Łukasz Krupiński: To mój pierwszy występ w Warszawie podczas festiwalu. W zeszłym roku wystąpiłem z recitalem w Krakowie na otwarciu wystawy manuskryptów muzycznych w Bibliotece Jagiellońskiej i w Sukiennicach. Tegoroczny koncert w Filharmonii Narodowej jest dla mnie dużym wyróżnieniem. Wykonam Fantazję polską Ignacego Jana Paderewskiego. Towarzyszyć mi będzie Santander Orchestra pod batutą wybitnego dyrygenta Lawrence'a Fostera.

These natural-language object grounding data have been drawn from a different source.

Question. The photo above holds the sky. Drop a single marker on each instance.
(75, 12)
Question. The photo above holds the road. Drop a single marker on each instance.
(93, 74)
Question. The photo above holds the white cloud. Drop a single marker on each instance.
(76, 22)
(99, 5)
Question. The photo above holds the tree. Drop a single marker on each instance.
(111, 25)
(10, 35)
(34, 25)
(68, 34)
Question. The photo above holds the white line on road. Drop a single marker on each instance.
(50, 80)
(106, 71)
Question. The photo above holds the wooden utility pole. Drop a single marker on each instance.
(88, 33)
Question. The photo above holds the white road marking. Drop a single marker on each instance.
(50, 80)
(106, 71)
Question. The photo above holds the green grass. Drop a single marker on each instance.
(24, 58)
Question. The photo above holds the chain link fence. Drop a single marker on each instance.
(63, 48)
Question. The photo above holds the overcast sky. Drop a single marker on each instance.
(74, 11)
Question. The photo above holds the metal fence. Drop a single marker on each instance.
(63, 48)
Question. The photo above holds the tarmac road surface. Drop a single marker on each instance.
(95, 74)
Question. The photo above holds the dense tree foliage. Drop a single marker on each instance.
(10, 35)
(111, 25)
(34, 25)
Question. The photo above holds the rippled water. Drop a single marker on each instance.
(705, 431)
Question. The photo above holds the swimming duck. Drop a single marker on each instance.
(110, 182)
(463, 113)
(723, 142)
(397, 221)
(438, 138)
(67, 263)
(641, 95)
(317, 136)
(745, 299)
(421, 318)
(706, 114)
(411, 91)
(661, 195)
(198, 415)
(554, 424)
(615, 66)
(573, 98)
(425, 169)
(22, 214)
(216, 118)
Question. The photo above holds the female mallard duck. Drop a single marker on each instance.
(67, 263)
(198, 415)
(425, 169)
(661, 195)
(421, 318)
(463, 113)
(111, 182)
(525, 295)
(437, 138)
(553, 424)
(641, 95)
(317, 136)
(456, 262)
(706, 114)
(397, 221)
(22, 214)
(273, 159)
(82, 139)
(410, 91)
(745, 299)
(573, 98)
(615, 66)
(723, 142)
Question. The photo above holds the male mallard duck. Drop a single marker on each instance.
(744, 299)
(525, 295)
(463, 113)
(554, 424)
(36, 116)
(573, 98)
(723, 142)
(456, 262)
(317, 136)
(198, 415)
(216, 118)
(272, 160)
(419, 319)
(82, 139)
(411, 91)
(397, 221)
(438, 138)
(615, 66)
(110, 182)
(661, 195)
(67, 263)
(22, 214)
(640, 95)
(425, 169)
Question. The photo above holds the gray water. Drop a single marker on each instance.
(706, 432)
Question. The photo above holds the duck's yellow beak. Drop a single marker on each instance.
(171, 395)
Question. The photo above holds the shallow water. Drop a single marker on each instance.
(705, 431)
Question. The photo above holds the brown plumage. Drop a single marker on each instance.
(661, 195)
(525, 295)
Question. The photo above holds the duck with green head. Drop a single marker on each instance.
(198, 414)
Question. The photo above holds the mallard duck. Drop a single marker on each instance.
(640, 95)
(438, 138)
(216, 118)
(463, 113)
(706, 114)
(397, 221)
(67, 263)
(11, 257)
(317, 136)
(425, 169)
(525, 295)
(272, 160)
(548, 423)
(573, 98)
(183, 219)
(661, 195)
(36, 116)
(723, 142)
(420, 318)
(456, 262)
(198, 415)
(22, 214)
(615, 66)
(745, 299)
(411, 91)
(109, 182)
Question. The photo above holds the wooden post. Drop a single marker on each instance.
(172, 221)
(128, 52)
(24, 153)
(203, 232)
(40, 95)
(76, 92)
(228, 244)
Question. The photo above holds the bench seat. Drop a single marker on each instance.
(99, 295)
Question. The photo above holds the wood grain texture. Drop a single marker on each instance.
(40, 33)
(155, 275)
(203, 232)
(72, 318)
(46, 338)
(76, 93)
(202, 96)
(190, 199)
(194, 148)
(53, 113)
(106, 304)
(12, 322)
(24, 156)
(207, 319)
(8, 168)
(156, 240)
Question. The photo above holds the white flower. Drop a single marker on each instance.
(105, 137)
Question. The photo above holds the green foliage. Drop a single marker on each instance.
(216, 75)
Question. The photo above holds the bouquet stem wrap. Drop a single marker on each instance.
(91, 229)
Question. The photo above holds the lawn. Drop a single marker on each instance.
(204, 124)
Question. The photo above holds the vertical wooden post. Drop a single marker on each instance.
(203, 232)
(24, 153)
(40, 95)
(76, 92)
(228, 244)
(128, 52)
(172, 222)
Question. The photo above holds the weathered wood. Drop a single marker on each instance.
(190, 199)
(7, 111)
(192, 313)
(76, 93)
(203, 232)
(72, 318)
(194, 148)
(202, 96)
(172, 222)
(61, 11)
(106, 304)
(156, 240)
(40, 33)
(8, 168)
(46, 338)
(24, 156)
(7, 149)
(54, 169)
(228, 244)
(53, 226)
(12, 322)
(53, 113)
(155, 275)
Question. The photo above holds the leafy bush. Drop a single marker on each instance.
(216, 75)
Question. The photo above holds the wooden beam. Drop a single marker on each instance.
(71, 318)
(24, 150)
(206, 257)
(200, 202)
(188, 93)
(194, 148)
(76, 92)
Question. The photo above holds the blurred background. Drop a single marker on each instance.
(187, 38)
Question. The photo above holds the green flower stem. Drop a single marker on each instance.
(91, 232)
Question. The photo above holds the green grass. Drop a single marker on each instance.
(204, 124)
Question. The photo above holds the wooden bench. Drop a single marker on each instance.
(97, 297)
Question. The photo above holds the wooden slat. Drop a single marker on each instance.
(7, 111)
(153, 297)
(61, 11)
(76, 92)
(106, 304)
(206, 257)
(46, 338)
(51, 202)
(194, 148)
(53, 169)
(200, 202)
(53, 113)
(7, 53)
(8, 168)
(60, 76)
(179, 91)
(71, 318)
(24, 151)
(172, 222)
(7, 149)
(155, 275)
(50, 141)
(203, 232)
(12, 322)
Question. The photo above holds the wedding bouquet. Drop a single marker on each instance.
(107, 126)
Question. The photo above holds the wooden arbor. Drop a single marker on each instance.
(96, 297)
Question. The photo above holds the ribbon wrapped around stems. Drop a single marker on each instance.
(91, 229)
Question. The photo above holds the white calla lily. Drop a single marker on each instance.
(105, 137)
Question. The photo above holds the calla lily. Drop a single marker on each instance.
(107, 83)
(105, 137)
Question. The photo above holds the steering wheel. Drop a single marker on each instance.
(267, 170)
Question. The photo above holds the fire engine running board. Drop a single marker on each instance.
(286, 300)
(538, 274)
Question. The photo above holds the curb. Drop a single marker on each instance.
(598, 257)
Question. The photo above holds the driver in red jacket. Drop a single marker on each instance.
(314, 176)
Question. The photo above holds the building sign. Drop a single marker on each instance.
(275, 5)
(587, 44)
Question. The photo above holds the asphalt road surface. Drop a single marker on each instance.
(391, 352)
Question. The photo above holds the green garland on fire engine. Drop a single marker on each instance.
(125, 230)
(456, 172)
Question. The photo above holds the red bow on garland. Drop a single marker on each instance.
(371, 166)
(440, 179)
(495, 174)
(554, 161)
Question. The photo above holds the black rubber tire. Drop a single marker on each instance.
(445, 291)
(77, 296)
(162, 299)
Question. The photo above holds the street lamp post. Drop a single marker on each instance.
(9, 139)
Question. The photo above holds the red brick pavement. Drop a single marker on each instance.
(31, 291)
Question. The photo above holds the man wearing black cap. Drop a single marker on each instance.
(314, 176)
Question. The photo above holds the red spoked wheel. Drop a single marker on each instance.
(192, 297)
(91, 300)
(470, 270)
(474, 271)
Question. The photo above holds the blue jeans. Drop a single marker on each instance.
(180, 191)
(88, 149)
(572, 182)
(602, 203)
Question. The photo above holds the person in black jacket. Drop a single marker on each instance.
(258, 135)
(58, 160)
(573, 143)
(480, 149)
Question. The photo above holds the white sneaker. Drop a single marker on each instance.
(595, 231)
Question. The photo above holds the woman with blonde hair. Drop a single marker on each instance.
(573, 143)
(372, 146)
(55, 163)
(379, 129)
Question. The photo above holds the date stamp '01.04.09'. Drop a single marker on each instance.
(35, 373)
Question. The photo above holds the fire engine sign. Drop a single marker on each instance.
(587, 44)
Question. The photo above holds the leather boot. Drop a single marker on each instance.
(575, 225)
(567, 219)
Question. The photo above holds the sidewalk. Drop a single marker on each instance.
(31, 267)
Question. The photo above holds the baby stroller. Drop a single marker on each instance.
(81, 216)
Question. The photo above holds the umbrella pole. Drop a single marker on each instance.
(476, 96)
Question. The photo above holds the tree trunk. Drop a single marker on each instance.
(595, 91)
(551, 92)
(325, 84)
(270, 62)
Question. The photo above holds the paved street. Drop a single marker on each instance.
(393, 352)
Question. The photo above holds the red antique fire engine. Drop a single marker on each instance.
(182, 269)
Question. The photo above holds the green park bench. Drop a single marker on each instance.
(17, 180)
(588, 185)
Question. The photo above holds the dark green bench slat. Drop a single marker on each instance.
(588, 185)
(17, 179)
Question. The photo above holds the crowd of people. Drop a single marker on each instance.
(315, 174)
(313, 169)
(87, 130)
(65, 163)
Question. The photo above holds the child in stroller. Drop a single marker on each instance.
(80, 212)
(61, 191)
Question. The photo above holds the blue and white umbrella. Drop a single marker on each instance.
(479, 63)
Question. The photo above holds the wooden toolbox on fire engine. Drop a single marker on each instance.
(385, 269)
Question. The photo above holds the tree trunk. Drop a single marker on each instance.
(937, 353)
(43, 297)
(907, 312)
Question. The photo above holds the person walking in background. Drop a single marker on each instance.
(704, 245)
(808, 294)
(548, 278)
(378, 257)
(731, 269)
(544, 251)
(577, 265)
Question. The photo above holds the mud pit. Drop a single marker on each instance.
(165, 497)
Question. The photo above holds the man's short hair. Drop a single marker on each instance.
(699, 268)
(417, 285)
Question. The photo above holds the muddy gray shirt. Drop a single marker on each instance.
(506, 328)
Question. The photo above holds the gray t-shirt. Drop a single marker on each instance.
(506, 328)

Zagramy również 27 marca w Poznaniu i 28 marca w Łodzi. W tym roku Stowarzyszenie Ludwiga van Beethovena obchodzi 10–lecie istnienia impresariatu, dlatego jest to wyjątkowy rok. Jestem bardzo wdzięczny pani Elżbiecie Pendereckiej, bez której nie wydarzyłoby się nic na polu kulturalnym w Polsce o tak wielkim znaczeniu.
PAP: Rozpocząłeś już próby do koncertu, jak oceniasz współpracę z orkiestrą i dyrygentem?
Ł.K.: Współpraca z Maestro Fosterem to niezwykłe doświadczenie. To człowiek o wielkiej osobowości artystycznej. Dokładnie wie, czego chce w swoich interpretacjach. To, że Foster potrafi grać na fortepianie jest bardzo przydatne we współpracy między nami. Występowanie pod jego batutą z towarzyszeniem Santander Orchestra to czysta przyjemność. Myślę, że jest to jedna z lepszych orkiestr w Polsce, bardzo zgrana pomimo różnorodnego programu.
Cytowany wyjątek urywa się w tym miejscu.